Kisah-kisah ini ditulis demi menyadarkan kita tentang dunia kecil kita yang sedang berobah dan boleh jadi akan hilang lenyap ditelan perobahan itu sendiri. Maka kita perlu mewaspadai dan menyiasati setiap perobahan yang melanda dunia kecil kita. Bila tidak, maka sebagai suku-suku kecil di tengah dunia Indonesia yang besar dan terus berobah, boleh jadi, kita akan kehilangan pegangan dan identitas kita.

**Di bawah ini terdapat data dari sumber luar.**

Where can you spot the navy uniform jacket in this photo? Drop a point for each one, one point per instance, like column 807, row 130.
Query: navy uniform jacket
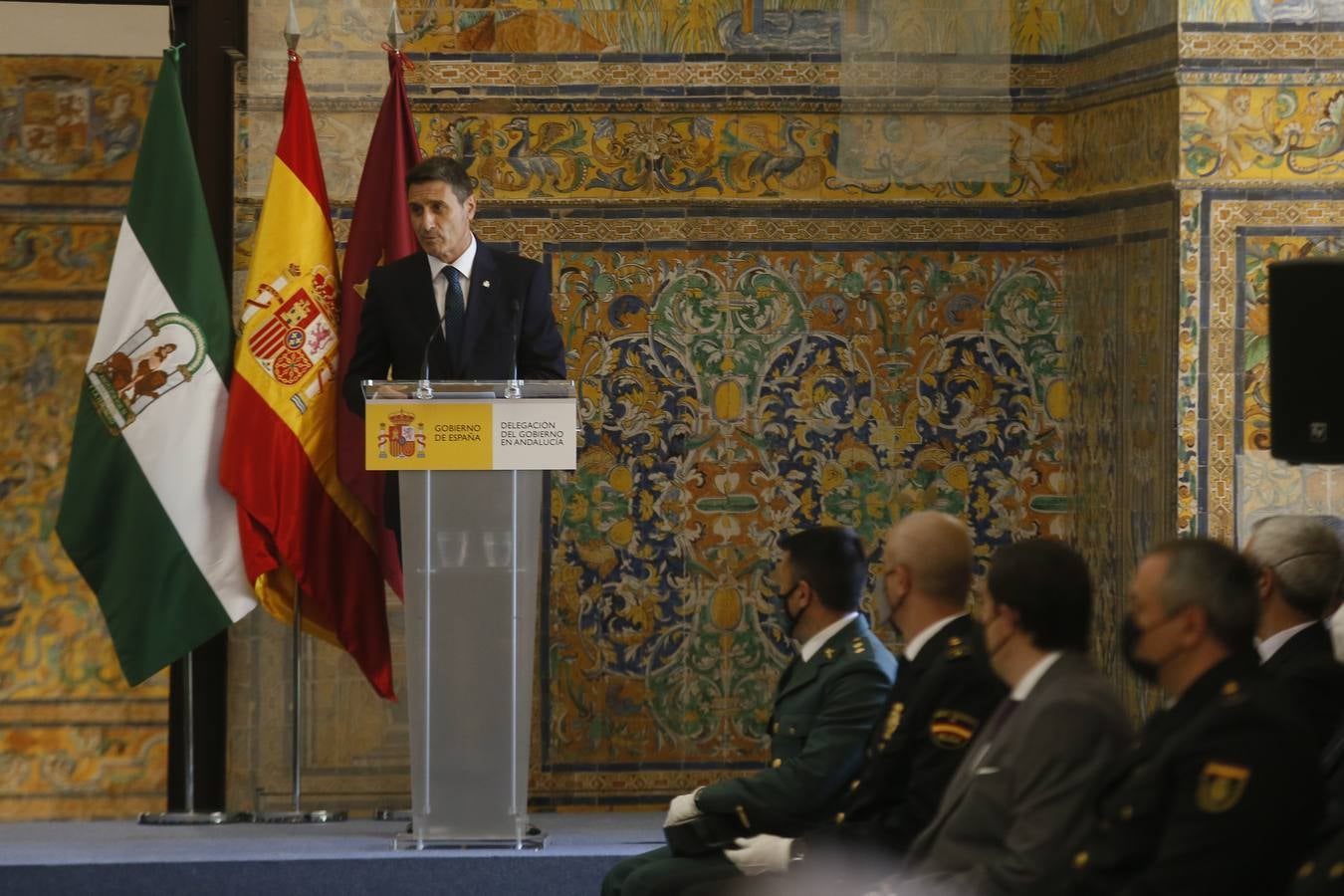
column 1306, row 669
column 399, row 320
column 1220, row 795
column 938, row 703
column 822, row 712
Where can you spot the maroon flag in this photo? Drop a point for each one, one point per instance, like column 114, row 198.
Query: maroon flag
column 380, row 230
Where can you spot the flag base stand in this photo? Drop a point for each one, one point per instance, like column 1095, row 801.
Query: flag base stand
column 530, row 837
column 296, row 815
column 192, row 817
column 312, row 817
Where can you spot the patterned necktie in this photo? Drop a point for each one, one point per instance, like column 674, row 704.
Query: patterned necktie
column 454, row 311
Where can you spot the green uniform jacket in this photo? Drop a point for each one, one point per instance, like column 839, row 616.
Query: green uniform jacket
column 937, row 706
column 822, row 712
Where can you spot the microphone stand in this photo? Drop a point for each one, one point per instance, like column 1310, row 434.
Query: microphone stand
column 515, row 385
column 423, row 389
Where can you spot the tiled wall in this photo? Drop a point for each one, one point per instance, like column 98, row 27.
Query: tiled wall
column 801, row 281
column 74, row 739
column 1260, row 177
column 806, row 272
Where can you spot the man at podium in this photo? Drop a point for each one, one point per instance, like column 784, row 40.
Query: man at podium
column 456, row 310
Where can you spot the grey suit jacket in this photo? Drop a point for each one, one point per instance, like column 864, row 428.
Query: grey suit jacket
column 1020, row 803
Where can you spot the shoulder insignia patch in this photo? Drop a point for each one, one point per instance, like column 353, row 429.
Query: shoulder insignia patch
column 952, row 730
column 893, row 722
column 1221, row 786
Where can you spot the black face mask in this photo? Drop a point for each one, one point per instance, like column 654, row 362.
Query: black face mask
column 1129, row 638
column 786, row 619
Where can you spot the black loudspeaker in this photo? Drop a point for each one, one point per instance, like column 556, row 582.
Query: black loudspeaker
column 1305, row 361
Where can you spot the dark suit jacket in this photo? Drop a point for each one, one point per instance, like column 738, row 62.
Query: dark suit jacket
column 1009, row 819
column 822, row 711
column 940, row 702
column 399, row 320
column 1306, row 669
column 1220, row 795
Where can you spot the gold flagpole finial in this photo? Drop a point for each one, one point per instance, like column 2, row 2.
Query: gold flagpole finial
column 292, row 29
column 395, row 34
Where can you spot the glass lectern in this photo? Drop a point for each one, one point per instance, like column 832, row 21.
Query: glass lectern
column 469, row 458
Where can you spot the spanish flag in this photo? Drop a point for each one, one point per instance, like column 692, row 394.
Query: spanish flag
column 304, row 535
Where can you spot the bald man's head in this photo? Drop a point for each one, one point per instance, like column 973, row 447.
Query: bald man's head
column 936, row 550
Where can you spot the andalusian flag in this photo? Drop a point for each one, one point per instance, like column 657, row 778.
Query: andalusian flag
column 142, row 515
column 304, row 534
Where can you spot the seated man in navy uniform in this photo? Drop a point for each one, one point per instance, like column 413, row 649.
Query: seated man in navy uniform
column 1298, row 564
column 824, row 707
column 944, row 692
column 1018, row 803
column 1222, row 790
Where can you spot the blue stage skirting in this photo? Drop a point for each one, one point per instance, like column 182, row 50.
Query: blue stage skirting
column 344, row 857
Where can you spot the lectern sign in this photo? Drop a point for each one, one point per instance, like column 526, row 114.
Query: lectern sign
column 515, row 434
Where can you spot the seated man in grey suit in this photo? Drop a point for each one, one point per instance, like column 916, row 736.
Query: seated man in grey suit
column 824, row 706
column 1297, row 560
column 1018, row 802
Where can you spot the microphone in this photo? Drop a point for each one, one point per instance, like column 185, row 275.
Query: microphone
column 423, row 389
column 515, row 385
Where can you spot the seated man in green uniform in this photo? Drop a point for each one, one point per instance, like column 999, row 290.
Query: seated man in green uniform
column 824, row 706
column 1222, row 790
column 945, row 691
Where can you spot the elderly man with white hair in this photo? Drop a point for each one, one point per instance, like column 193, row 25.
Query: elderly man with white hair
column 1298, row 564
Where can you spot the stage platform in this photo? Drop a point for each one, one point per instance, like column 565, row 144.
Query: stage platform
column 113, row 857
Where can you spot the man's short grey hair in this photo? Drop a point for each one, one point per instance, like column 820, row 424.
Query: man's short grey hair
column 1212, row 575
column 1304, row 555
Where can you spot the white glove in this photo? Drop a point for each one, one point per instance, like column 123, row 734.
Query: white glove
column 682, row 808
column 761, row 853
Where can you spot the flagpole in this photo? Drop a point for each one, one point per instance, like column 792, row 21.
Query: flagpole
column 190, row 815
column 395, row 39
column 295, row 814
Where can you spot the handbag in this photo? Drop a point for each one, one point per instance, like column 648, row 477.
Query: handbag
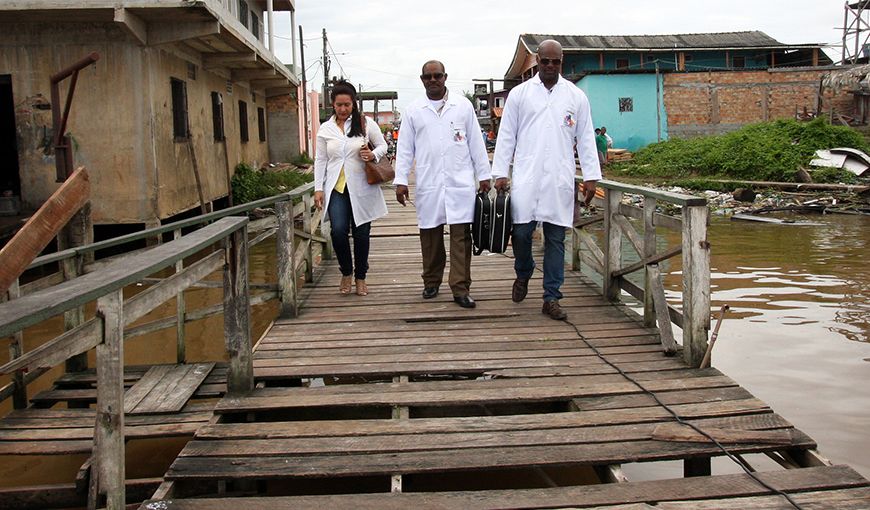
column 378, row 172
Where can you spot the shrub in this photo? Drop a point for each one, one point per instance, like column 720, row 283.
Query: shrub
column 767, row 151
column 250, row 184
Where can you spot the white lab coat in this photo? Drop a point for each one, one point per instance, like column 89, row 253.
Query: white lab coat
column 335, row 150
column 449, row 159
column 537, row 133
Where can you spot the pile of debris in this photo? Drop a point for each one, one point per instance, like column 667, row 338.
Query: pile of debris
column 617, row 155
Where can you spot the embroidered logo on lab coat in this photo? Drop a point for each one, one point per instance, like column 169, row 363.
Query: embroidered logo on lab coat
column 569, row 119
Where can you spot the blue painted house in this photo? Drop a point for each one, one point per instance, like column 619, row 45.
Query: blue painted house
column 626, row 78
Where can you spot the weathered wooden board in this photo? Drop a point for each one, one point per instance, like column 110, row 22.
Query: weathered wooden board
column 723, row 486
column 165, row 388
column 43, row 226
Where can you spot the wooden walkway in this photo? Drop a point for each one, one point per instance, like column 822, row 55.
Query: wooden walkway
column 390, row 401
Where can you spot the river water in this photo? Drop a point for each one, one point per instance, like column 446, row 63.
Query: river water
column 797, row 336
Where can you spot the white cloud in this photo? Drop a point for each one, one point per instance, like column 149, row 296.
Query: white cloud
column 383, row 44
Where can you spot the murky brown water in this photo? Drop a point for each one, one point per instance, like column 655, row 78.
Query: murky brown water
column 798, row 337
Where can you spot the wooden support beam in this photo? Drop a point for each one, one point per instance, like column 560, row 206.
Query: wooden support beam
column 43, row 226
column 286, row 259
column 696, row 284
column 132, row 24
column 657, row 290
column 176, row 32
column 254, row 74
column 210, row 60
column 109, row 428
column 237, row 315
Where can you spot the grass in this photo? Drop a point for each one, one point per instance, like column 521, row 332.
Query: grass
column 767, row 151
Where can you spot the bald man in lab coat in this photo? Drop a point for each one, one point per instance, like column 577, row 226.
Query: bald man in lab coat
column 440, row 139
column 542, row 120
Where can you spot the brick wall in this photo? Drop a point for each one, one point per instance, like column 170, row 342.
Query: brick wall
column 718, row 102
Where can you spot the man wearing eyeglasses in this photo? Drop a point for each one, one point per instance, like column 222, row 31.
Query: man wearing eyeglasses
column 440, row 139
column 542, row 119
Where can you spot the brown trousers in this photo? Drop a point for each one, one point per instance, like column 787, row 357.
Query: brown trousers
column 434, row 257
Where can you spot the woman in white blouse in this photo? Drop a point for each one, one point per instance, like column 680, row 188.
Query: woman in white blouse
column 340, row 184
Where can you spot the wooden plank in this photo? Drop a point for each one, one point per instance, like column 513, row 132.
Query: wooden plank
column 684, row 433
column 43, row 226
column 385, row 464
column 34, row 308
column 109, row 453
column 165, row 388
column 657, row 289
column 721, row 486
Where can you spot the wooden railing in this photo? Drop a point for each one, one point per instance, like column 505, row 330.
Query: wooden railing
column 694, row 318
column 107, row 330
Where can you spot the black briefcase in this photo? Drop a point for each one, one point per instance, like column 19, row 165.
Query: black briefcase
column 501, row 224
column 481, row 225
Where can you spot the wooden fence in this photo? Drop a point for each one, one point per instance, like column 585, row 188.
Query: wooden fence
column 103, row 281
column 694, row 317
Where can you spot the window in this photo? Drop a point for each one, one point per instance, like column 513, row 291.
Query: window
column 243, row 12
column 180, row 126
column 261, row 123
column 217, row 116
column 243, row 121
column 255, row 26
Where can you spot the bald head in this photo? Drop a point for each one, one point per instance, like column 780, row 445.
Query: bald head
column 549, row 60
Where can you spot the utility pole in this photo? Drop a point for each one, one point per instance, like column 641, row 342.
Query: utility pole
column 304, row 92
column 325, row 99
column 658, row 106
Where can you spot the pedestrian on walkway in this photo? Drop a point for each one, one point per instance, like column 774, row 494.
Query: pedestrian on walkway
column 440, row 140
column 542, row 120
column 340, row 185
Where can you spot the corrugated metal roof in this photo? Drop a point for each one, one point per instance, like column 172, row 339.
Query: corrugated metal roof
column 751, row 39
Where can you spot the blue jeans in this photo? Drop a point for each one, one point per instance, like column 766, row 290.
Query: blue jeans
column 341, row 221
column 554, row 256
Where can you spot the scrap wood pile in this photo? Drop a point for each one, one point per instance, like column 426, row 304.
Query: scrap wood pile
column 614, row 155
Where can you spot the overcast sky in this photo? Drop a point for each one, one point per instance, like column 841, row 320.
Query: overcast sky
column 383, row 44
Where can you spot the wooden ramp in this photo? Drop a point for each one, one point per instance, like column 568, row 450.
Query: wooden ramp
column 390, row 401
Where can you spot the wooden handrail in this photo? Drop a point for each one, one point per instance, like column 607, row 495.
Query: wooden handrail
column 20, row 313
column 169, row 227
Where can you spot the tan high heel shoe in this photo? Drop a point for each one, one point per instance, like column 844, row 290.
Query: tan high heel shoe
column 344, row 286
column 361, row 288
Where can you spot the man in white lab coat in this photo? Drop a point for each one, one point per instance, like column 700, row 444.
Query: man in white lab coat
column 542, row 119
column 440, row 138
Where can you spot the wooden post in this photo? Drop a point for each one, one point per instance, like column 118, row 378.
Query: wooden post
column 307, row 222
column 649, row 249
column 286, row 259
column 696, row 284
column 237, row 314
column 16, row 349
column 180, row 312
column 326, row 233
column 612, row 244
column 575, row 249
column 109, row 429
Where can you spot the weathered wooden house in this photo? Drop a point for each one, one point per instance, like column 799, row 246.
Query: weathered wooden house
column 183, row 91
column 649, row 87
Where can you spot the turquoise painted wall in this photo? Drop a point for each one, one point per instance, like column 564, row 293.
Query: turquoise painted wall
column 629, row 130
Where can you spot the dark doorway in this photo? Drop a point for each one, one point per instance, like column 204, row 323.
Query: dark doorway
column 9, row 179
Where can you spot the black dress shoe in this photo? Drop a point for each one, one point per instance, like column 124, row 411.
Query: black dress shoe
column 464, row 301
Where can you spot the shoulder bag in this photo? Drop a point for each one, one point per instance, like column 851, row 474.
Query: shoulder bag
column 377, row 172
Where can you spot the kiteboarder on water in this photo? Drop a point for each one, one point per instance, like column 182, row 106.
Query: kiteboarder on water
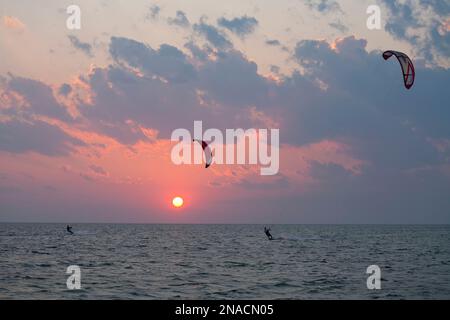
column 267, row 232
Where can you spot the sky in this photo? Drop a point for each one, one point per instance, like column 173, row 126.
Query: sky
column 86, row 115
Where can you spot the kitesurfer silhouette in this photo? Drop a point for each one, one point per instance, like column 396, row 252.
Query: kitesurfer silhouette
column 267, row 232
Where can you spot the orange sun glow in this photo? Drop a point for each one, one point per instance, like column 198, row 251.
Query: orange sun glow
column 177, row 202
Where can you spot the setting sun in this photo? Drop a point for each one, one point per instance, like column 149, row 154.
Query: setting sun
column 177, row 202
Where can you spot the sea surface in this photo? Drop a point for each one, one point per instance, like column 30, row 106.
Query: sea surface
column 148, row 261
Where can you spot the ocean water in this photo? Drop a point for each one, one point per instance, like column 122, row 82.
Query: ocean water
column 146, row 261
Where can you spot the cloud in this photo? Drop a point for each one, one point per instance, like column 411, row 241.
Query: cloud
column 241, row 26
column 13, row 23
column 39, row 98
column 338, row 25
column 213, row 35
column 180, row 20
column 82, row 46
column 167, row 62
column 273, row 42
column 98, row 170
column 65, row 89
column 38, row 136
column 324, row 6
column 422, row 23
column 153, row 13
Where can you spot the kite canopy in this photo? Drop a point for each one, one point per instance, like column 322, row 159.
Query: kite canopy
column 407, row 66
column 207, row 151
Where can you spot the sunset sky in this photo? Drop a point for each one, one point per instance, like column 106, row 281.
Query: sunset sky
column 86, row 115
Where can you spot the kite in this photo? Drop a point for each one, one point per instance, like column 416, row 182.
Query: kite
column 207, row 151
column 407, row 66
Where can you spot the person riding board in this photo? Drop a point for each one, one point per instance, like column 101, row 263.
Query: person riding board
column 267, row 232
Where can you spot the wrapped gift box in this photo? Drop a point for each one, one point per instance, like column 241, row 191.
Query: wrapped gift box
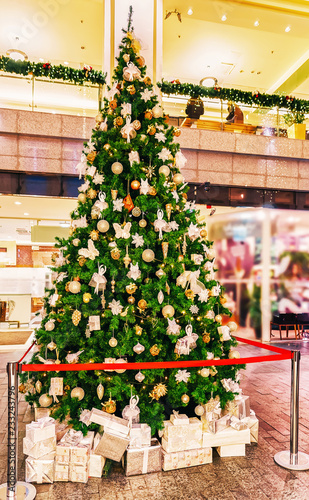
column 39, row 471
column 96, row 465
column 41, row 430
column 189, row 458
column 61, row 472
column 112, row 446
column 40, row 449
column 239, row 407
column 227, row 437
column 182, row 437
column 41, row 413
column 232, row 450
column 115, row 425
column 78, row 473
column 143, row 460
column 140, row 435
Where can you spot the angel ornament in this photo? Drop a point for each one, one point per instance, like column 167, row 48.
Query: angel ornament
column 160, row 223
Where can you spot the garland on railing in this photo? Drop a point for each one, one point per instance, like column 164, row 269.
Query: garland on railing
column 60, row 72
column 235, row 95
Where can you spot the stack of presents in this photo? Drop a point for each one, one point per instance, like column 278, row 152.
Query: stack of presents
column 58, row 453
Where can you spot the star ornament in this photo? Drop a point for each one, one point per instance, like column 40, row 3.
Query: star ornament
column 115, row 307
column 173, row 327
column 137, row 240
column 164, row 154
column 182, row 376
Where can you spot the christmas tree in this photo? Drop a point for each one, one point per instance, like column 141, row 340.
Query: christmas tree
column 135, row 280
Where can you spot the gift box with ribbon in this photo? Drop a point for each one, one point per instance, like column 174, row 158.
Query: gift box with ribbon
column 140, row 435
column 143, row 460
column 189, row 458
column 39, row 449
column 41, row 430
column 39, row 471
column 115, row 425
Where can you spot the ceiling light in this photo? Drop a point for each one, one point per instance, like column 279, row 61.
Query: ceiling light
column 17, row 55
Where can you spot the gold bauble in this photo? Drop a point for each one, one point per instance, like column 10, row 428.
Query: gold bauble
column 94, row 235
column 148, row 255
column 168, row 311
column 74, row 286
column 234, row 355
column 86, row 297
column 82, row 197
column 185, row 399
column 165, row 170
column 113, row 342
column 91, row 156
column 78, row 393
column 117, row 168
column 142, row 304
column 136, row 124
column 142, row 223
column 232, row 326
column 45, row 400
column 115, row 254
column 91, row 193
column 154, row 350
column 189, row 294
column 178, row 179
column 135, row 185
column 103, row 226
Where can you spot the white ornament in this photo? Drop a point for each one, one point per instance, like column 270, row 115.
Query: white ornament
column 134, row 272
column 122, row 232
column 144, row 187
column 137, row 240
column 118, row 205
column 91, row 252
column 182, row 376
column 115, row 306
column 173, row 327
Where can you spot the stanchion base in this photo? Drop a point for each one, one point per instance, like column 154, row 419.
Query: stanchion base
column 24, row 491
column 282, row 458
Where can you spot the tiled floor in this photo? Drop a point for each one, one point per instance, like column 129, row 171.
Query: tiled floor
column 254, row 477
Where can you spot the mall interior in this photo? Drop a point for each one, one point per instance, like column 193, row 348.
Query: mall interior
column 233, row 78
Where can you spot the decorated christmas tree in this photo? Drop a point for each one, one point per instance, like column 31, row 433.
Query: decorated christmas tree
column 135, row 280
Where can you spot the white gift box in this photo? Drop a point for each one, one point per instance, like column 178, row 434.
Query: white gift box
column 226, row 437
column 39, row 449
column 232, row 450
column 188, row 458
column 115, row 425
column 96, row 465
column 41, row 430
column 140, row 435
column 39, row 471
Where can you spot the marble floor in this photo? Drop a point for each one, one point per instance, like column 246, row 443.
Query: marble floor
column 255, row 476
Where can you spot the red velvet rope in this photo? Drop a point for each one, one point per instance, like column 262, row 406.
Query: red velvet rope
column 282, row 354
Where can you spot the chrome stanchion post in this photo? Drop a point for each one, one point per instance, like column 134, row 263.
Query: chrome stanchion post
column 14, row 490
column 293, row 459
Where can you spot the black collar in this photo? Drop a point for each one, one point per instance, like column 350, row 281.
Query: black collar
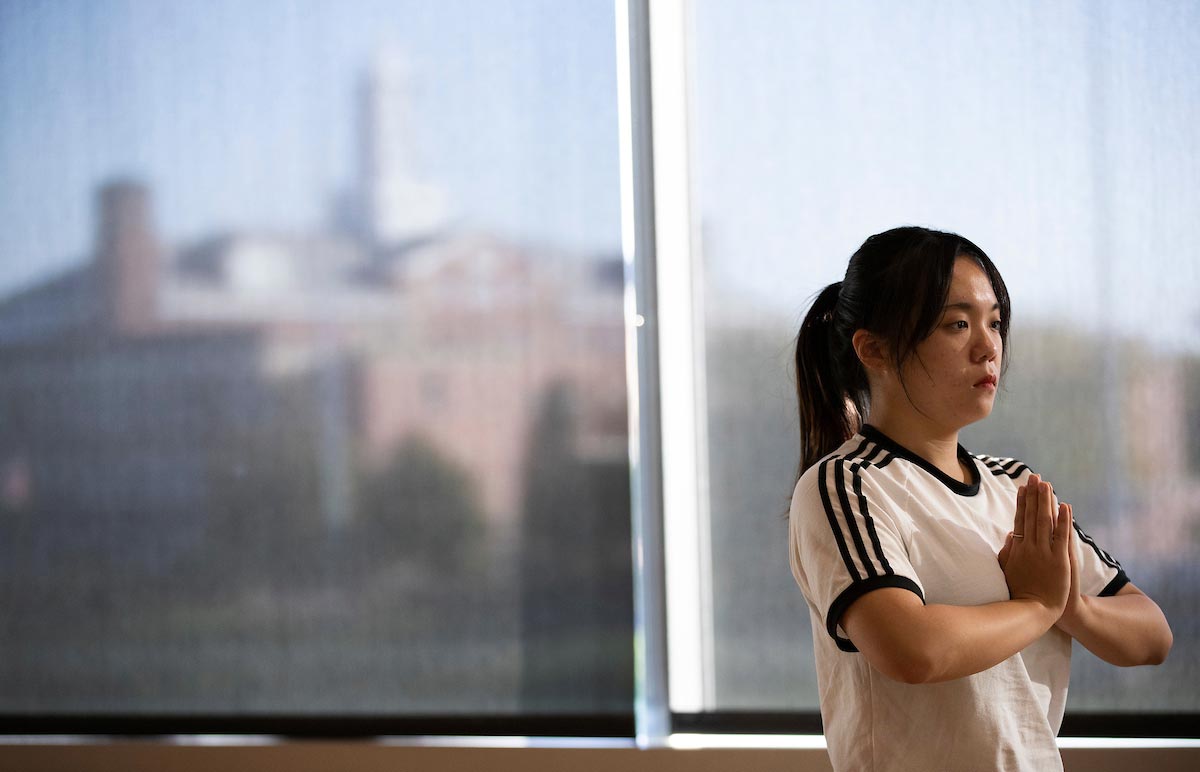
column 963, row 489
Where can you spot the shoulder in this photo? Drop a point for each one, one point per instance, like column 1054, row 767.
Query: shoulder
column 1002, row 467
column 857, row 462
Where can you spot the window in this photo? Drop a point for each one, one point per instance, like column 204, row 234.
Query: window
column 312, row 399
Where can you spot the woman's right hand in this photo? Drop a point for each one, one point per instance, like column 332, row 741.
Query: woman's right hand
column 1037, row 564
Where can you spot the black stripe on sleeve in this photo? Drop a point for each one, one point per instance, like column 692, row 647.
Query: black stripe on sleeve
column 833, row 520
column 1114, row 586
column 1012, row 467
column 1108, row 560
column 856, row 591
column 870, row 522
column 849, row 515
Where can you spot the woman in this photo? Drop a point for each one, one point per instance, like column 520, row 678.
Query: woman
column 945, row 587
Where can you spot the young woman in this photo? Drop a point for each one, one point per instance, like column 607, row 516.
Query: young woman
column 945, row 587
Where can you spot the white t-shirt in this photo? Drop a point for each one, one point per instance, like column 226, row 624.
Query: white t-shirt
column 874, row 514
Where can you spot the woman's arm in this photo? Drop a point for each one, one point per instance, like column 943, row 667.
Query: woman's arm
column 1125, row 629
column 912, row 642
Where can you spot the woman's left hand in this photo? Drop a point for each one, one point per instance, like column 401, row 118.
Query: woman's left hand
column 1074, row 600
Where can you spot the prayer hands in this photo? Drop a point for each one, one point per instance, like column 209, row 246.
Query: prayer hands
column 1037, row 557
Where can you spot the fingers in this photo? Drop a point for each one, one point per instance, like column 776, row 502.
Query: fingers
column 1063, row 528
column 1045, row 514
column 1032, row 496
column 1019, row 516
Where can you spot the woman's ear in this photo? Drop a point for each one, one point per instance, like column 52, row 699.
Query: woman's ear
column 870, row 352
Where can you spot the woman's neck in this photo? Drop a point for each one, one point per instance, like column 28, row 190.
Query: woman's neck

Memang benarlah kata orang bijak, segala sesuatu terus berobah. Tidak ada yang abadi di dunia ini, kecuali perobahan itu sendiri. Heraclitus, Filsuf Yunani, yang hidup sekitar 2000 tahun yang lalu di kota Ephesus, menggunakan istilah, Panta Rhei, segala sesuatu mengalir ibarat sebuah sungai. Air sungai yang kita sentuh atau minum 5 menit yang lalu, sudah tidak sama dengan air sungai yang kita sentuh atau minum 5 menit kemudian.
Hal yang tidak pernah berobah hanyalah perobahan itu sendiri. Demikian juga halnya dengan kehidupan Orang Asli Papua di dunia kecilnya. Ada perobahan yang terus menerus datang menerpa dunia kecilnya, diundang atau tidak diundang, diterima atau tidak diterima. Ibarat sungai yang terus mengalir siang dan malam.
Selamat membaca!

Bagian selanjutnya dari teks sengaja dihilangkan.